When anti-narcotics agents first heard that drug cartels were building an armada of submarines to transport cocaine,they thought it was a joke. Now US law enforcement officials say that more than a third of the cocaine smuggled into the US from Colombia travels in submersibles.
An experimental oddity just two years ago,these strange semi-submarines are the cutting edge of drug trafficking today. They ferry hundreds of tons of cocaine for powerful Mexican cartels that are taking over the Pacific Ocean route for most northbound shipments,according to the Colombian navy. The sub-builders are even trying to develop a remote-controlled model,officials say. That means no crew. That means just cocaine,or whatever,inside the boat, said Michael Braun,a former chief of operations at the US Drug Enforcement Administration.

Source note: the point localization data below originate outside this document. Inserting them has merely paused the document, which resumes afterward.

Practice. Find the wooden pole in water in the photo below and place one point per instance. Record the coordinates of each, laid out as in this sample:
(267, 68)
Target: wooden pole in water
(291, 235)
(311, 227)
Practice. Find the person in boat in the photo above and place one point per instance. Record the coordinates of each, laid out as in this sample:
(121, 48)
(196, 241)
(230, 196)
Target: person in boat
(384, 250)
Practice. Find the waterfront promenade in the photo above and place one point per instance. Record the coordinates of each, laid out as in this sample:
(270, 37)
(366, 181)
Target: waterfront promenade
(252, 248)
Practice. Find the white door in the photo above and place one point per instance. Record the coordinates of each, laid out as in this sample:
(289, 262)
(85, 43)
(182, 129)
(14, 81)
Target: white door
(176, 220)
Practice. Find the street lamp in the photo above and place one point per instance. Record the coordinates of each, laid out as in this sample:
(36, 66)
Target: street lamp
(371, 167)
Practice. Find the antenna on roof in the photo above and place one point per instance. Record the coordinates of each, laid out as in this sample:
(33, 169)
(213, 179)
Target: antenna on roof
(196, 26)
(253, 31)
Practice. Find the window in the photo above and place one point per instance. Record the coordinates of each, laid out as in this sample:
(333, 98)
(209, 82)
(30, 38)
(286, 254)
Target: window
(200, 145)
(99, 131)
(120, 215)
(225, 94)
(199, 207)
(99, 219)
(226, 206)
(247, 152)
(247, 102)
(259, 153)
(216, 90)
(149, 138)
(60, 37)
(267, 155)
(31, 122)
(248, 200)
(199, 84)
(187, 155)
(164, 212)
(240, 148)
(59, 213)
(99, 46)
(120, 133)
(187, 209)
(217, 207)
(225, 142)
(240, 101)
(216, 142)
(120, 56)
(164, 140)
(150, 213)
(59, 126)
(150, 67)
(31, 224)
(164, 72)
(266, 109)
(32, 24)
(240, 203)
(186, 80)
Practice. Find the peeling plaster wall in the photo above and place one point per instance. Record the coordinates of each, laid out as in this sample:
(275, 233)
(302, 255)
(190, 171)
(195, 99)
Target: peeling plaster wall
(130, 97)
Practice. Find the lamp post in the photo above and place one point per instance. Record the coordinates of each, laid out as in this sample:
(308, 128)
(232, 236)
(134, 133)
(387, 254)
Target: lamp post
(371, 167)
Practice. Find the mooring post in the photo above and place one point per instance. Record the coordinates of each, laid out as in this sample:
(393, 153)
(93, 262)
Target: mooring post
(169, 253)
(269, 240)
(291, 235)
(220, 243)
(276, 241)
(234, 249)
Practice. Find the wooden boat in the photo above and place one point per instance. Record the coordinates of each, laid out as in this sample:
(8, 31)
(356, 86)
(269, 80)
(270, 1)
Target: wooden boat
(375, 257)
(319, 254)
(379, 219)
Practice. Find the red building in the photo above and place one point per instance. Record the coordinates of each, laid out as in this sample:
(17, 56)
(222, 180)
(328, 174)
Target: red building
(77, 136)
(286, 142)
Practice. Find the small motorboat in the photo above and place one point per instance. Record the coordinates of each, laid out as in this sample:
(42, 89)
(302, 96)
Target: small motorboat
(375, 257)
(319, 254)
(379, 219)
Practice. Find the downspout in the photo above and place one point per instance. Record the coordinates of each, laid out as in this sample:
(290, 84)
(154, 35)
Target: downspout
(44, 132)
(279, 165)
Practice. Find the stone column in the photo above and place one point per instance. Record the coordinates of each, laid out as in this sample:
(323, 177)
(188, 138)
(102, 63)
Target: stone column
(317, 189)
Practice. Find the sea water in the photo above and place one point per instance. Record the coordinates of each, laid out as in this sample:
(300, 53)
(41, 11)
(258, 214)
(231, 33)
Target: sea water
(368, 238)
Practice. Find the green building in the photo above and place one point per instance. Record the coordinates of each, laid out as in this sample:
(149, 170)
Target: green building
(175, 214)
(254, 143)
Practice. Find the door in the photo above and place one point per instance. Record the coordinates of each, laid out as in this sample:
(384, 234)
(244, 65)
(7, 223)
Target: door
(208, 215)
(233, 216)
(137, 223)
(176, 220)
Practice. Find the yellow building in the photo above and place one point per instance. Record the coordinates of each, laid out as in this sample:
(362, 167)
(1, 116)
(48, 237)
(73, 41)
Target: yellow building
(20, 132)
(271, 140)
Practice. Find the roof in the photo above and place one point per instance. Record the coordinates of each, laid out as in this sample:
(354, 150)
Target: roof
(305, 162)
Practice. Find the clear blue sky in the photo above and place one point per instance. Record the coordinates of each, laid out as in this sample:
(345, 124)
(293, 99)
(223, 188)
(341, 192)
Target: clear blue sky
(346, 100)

The subs are powered by ordinary diesel engines and built of simple fiberglass in clandestine shipyards in the Colombian jungle. US officials expect 70 or more to be launched this year with a potential cargo capacity of 380 tons of cocaine,worth billions of dollars in the US.
This is definitely the next generation of smuggling conveyance, said Joseph Ruddy,an assistant US attorney in Tampa who prosecutes narco-mariners.
The submersibles are equipped with technologies that make them difficult to intercept,even though US forces use state-of-the-art submarine warfare strategies against them. Authorities say most slip through their net.
You try finding a floating log in the middle of the Pacific, one DEA agent said.
US officials and Colombian counterparts have detected evidence of more than 115 submersible voyages since 2006. They have apprehended the crews of more than 22 submersibles at sea since 2007. Six crews have been arrested this year. The Colombian navy has intercepted or discovered 33 subs since 1993.